La rueda de la resistencia, la rudeza y la tenacidad de la piel. La música.
Algunos tatuadores ya empezaron a abrir sus locales y  agendas de citas allá afuera.
A F U E R A

Afuera están las vías, las carreteras, la salida al mar. El mar al que entro por un puerto que tiene un muelle antiguo, recubierto en rústica madera. Blanco y azul, en lo que para mí es el corazón de lo poco que conozco de Buenaventura. Una lengua turbia de mar lame la playa nauseabunda que circunda al puerto y me anuncia maravillas, yo habría preferido un paisaje sin pañales de plástico taponando los caños próximos al municipio. Para mi alegría, a este paisaje le sigue otro. Me vuelvo pequeña y frágil ante la aparición de Bahía Málaga, donde el estilo de vida de quienes la habitan de forma ancestral ha permitido el sostenimiento de recursos y especies naturales. Los caseríos que me encuentro en el trayecto de la bahía de Buenaventura hacia el delta del río San Juan parecen tener una tasa de recuperación más armonizada que la de la ciudad. Algunos de esos lugares han padecido los estragos del turismo, que trae su gran cuota de contaminación y desechos, además de la perpetuación de prácticas esclavistas y coloniales en el Pacifico, un lugar que concentra gran parte de la población étnica de Colombia.

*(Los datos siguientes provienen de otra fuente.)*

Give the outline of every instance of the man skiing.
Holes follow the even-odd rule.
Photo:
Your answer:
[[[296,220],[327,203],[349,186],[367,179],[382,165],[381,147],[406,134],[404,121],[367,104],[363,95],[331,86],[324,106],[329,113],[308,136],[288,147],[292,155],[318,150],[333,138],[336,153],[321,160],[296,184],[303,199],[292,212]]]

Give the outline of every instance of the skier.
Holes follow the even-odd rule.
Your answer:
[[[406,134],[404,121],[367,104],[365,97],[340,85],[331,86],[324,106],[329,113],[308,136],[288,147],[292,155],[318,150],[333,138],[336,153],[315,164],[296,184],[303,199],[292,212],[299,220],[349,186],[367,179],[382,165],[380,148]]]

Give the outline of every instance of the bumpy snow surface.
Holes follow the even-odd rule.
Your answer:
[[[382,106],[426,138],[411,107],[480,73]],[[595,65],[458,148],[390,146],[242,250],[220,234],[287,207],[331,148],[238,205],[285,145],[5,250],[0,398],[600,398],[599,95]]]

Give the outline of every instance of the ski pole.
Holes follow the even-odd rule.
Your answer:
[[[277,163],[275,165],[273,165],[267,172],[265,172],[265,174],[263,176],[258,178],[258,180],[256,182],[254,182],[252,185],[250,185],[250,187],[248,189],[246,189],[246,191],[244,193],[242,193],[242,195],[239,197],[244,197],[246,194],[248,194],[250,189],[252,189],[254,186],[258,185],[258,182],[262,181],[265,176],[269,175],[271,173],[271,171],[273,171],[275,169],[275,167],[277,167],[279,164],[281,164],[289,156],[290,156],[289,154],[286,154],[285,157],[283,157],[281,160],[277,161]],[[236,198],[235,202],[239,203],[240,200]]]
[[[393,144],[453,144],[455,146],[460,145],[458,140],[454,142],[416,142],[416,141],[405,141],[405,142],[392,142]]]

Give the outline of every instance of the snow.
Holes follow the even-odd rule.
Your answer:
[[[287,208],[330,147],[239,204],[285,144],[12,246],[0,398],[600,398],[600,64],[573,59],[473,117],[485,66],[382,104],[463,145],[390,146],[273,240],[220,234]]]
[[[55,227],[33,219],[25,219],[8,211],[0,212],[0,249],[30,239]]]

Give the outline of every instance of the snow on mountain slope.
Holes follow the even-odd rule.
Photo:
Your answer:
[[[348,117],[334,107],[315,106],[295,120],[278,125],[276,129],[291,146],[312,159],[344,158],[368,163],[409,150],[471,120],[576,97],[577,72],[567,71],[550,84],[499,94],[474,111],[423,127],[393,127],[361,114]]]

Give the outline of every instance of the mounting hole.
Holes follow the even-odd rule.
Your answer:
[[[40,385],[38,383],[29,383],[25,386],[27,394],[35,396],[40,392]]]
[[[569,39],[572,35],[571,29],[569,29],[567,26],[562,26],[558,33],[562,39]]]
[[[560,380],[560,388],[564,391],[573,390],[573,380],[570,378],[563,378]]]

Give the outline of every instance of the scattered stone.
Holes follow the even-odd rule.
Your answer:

Pianguita, La Bocana, Guapi, Chucheros, La Barra, Juan de Dios... Empiezo  recordar.

Yo me acostumbré al recorrido por vía marítima durante una temporada de tres años, en que iba más o menos cada seis o siete meses, sin intermitencias. Entonces yo gozaba de vacaciones más regulares, de aproximadamente cuatro meses al año. Después, seguí visitando con menor frecuencia. Si mucho, una vez cada año. Disfrutaba el mar como nada más en la vida. Ningún tiempo era tan gozoso, voluptuoso y lúbrico para mí como el tiempo en el mar, sobre todo en el mar Pacífico, mezcla de luz y oscuridad, humedad y austeridad, calma y violencia.
Extraño el sabor a sal y la magia de su gente, que yo aprecio especialmente en su culinaria.

Afuera está el mar.
Vale la pena seguir aguantando un poco más por la promesa de ver de nuevo el mar, de volver a viajar. La esperanza del afuera que se parece tanto a la utopía de la libertad. El afuera de las memorias y de los sueños, el afuera de los deseos, las alas, los vuelos, del mar.

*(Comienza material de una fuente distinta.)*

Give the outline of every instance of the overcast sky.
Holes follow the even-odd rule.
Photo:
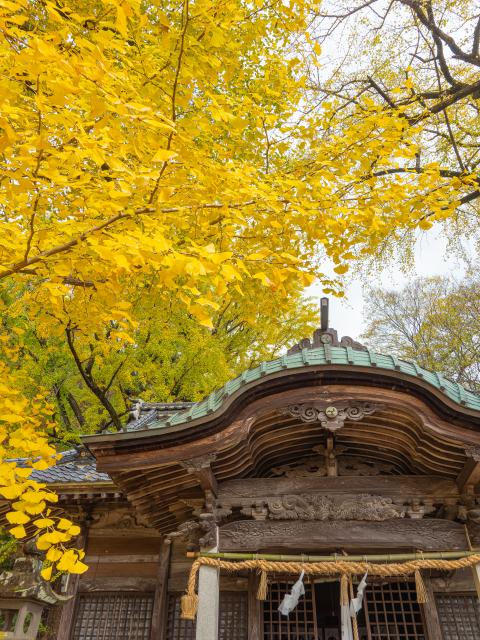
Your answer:
[[[472,252],[473,253],[473,252]],[[328,273],[328,271],[326,271]],[[440,227],[419,234],[415,247],[415,265],[408,273],[402,273],[398,265],[392,264],[375,276],[370,284],[380,284],[382,287],[398,289],[415,276],[447,275],[461,277],[465,272],[465,263],[448,251]],[[332,275],[333,271],[331,272]],[[345,291],[345,298],[330,296],[330,326],[337,329],[339,337],[351,336],[359,338],[366,327],[363,315],[363,287],[364,281],[353,276],[349,277]],[[309,295],[322,296],[321,287],[313,285],[307,291]]]

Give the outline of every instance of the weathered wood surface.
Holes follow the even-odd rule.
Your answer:
[[[129,556],[129,555],[142,555],[142,556],[157,556],[158,549],[162,542],[160,534],[156,538],[153,537],[116,537],[113,531],[109,536],[94,535],[94,530],[91,530],[90,538],[87,545],[87,556],[98,556],[101,558],[110,556]],[[155,562],[155,560],[153,560]]]
[[[458,474],[457,485],[459,491],[465,491],[469,487],[474,487],[480,482],[480,462],[468,458],[465,466]]]
[[[393,381],[398,382],[401,376],[395,377],[396,373]],[[345,447],[346,455],[387,464],[396,475],[377,475],[373,480],[362,478],[360,482],[366,484],[357,484],[359,490],[361,487],[362,492],[388,495],[383,494],[383,490],[395,493],[392,487],[403,482],[402,476],[426,473],[434,480],[421,497],[432,492],[443,497],[458,495],[458,490],[452,485],[446,486],[443,479],[456,480],[465,466],[465,445],[480,445],[479,431],[460,426],[458,420],[450,420],[447,414],[440,417],[441,412],[439,415],[411,393],[362,386],[360,380],[357,384],[320,387],[317,384],[298,386],[299,380],[296,372],[295,381],[289,382],[295,382],[295,388],[285,387],[286,390],[279,392],[272,387],[265,397],[256,398],[250,404],[245,402],[228,419],[225,415],[222,424],[213,417],[206,418],[208,429],[192,430],[185,441],[182,441],[181,430],[168,435],[163,429],[161,433],[151,429],[148,437],[121,434],[118,442],[115,438],[108,442],[103,438],[98,447],[91,441],[89,445],[97,454],[98,468],[114,474],[118,487],[137,512],[158,531],[169,533],[189,518],[188,509],[182,503],[183,495],[196,490],[201,496],[202,484],[204,488],[214,487],[215,478],[222,491],[225,482],[239,477],[268,479],[274,467],[301,462],[312,455],[313,448],[322,444],[325,431],[318,423],[303,423],[280,415],[289,404],[319,398],[332,405],[345,399],[368,401],[380,403],[384,408],[361,421],[347,421],[338,432],[338,444]],[[190,426],[185,429],[188,431]],[[212,451],[217,452],[212,463],[214,476],[199,479],[180,464],[186,459],[208,456]],[[343,478],[351,485],[356,482]],[[286,491],[280,488],[283,481],[275,479],[272,484],[279,487],[280,493],[292,493],[290,488]],[[369,484],[372,481],[373,487]],[[389,482],[390,488],[385,484]],[[398,493],[407,493],[409,488],[402,487]],[[413,490],[412,499],[418,497],[418,491]]]
[[[139,593],[152,593],[155,591],[155,576],[151,576],[150,578],[140,578],[130,575],[106,578],[104,576],[89,574],[90,571],[87,571],[82,576],[78,589],[80,593],[92,593],[98,591],[138,591]]]
[[[262,602],[257,599],[260,579],[251,573],[248,577],[248,640],[262,640]]]
[[[428,640],[443,640],[432,581],[426,575],[423,575],[423,581],[427,592],[427,601],[422,605],[427,638]]]
[[[231,396],[225,401],[224,411],[220,411],[221,415],[219,416],[205,416],[198,421],[181,425],[180,428],[165,427],[158,430],[157,433],[151,433],[152,430],[150,430],[149,432],[121,433],[115,437],[90,436],[86,438],[86,442],[97,457],[99,468],[102,471],[125,471],[129,468],[146,469],[187,457],[209,454],[212,450],[218,451],[219,445],[222,449],[231,444],[237,445],[244,440],[245,436],[248,436],[253,421],[265,415],[266,412],[281,410],[289,404],[308,402],[321,397],[332,404],[344,399],[385,402],[393,409],[392,416],[398,411],[408,411],[411,415],[418,415],[425,428],[433,434],[458,439],[466,444],[480,445],[479,434],[472,432],[471,426],[461,424],[464,422],[471,425],[472,422],[478,420],[476,415],[472,419],[471,411],[460,407],[423,380],[412,380],[411,376],[405,376],[398,371],[369,369],[366,372],[364,367],[350,367],[347,371],[345,367],[335,366],[332,366],[331,369],[332,373],[335,371],[336,378],[338,378],[338,374],[342,373],[348,373],[351,377],[354,371],[358,371],[359,379],[356,384],[329,384],[323,375],[324,372],[319,372],[318,379],[315,379],[314,368],[308,368],[305,371],[300,369],[295,372],[296,388],[288,388],[292,384],[292,372],[280,372],[263,381],[260,379],[253,385],[264,386],[263,397],[260,394],[245,393],[245,388],[240,389],[234,396],[244,396],[242,405],[234,408],[232,406],[234,396]],[[414,390],[414,393],[362,386],[361,378],[365,373],[368,373],[370,382],[372,376],[380,373],[379,387],[385,386],[386,378],[391,378],[393,387],[398,386],[397,383],[400,381],[408,380],[409,383],[412,383],[411,389]],[[278,378],[282,377],[285,379],[283,384],[279,385]],[[299,385],[302,378],[305,384]],[[319,380],[324,383],[320,388],[318,386]],[[429,404],[424,399],[415,397],[417,395],[415,391],[420,391],[421,388],[423,394],[418,395],[423,395],[425,399],[436,397],[437,402]],[[442,419],[442,411],[438,410],[438,400],[443,402],[445,412],[455,411],[458,417],[461,415],[461,418],[457,418],[455,422]],[[436,405],[436,410],[432,409],[433,405]],[[229,408],[231,411],[228,411]],[[206,428],[208,426],[210,428]],[[215,433],[206,435],[209,431],[210,433],[215,431]],[[195,432],[198,436],[192,438]],[[184,438],[185,440],[182,441]],[[160,442],[162,447],[157,446],[157,443]],[[113,450],[115,450],[114,455],[112,455]]]
[[[312,478],[244,478],[218,486],[218,501],[319,493],[329,496],[375,494],[389,498],[458,498],[454,480],[438,476],[343,476]]]
[[[78,537],[77,544],[81,549],[85,546],[87,542],[88,532],[85,526],[82,527],[82,533]],[[75,615],[75,605],[76,605],[76,595],[80,586],[80,576],[75,574],[70,574],[68,577],[68,585],[66,589],[66,593],[69,596],[73,596],[71,600],[66,602],[62,606],[61,614],[57,621],[57,640],[69,640],[73,619]]]
[[[170,540],[164,540],[158,561],[150,640],[165,640],[167,630],[168,574],[170,570],[171,551],[172,544]]]
[[[220,551],[290,553],[468,549],[463,525],[448,520],[306,522],[241,520],[220,527]]]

Este texto ha sido ante todo una meditación sobre ese mundo tan amado al que tanto quiero volver,  porque no sé lo que es cansarse de recorrerlo. Nunca el cansancio ni el miedo me impidieron ver el mar, de llegar hasta allí, hasta ese lugar que reconocí, que me cambió la noción del Tiempo y me hizo sentir otra vida. He vuelto al mar apenas rozando el afuera.